Why shouldn't I catch Undefined Instruction exception instead of using CPUID?


Assume I want to use an instruction that may be not available. And this instruction is not of those transparent fallback, it is undefined instruction when it is not available. Say it is popcnt for example.

Can I instead of using cpuid just try and call it?

If it fails, I'll catch the exception, and save this information in a bool variable, and will use a different branch further on.

Sure there would be performance penalty, but just once. Any additional disadvantages of this approach?


Solution

  • One major difficulty is giving correct execution for that first call.
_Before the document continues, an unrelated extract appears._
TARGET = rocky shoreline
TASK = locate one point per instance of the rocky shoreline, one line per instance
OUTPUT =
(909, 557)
    Once you solve that by figuring out which instruction faulted and emulating it and modifying the saved task state, the problem becomes performance of a loop containing popcnt that runs 1 million iterations after you optimistically dispatched to the popcnt version of that loop.

    If your whole code was written in asm (or compilers could make this code for you), it's maybe plausible but hard for a signal handler to collect all necessary state and resume execution in the other version of such a loop.

    (GNU/Linux signal handlers get a non-standard with to the saved register state of the thread they're running in, so you could in theory do this there.)

    Presumably this is only relevant for ahead-of-time compilation; if you're JITing you should just check CPUID ahead of time instead of building exception-handling paths.


    Being able to dispatch efficiently means your code is probably already written with function pointers for functions that are multiversioned.

    So the only saving here is one simple init function that your program runs once, which runs CPUID a couple times and settings all the function pointers. Doing it later lazily as needed means more cache misses unless a lot of the function pointers go unused. e.g. large-program --help.

    The code for these exception / signal handlers probably wouldn't be smaller than a simple init functions. Interesting idea but overall I don't see any meaningfull benefit.


    You also need to know which instruction faulted, if your program has multiple CPU features that it uses.

    If you're emulating or something, you'd need to be checking that to see if it's one of your expected instructions that might raise #UD execptions / SIGILL signals. e.g. by checking the machine code at the fault address.

    But if you were instead having functions keep track of which optimistic dispatch they just did (so they could detect if it didn't work), you'd need to set a variable before every dispatch so that's actually extra overhead.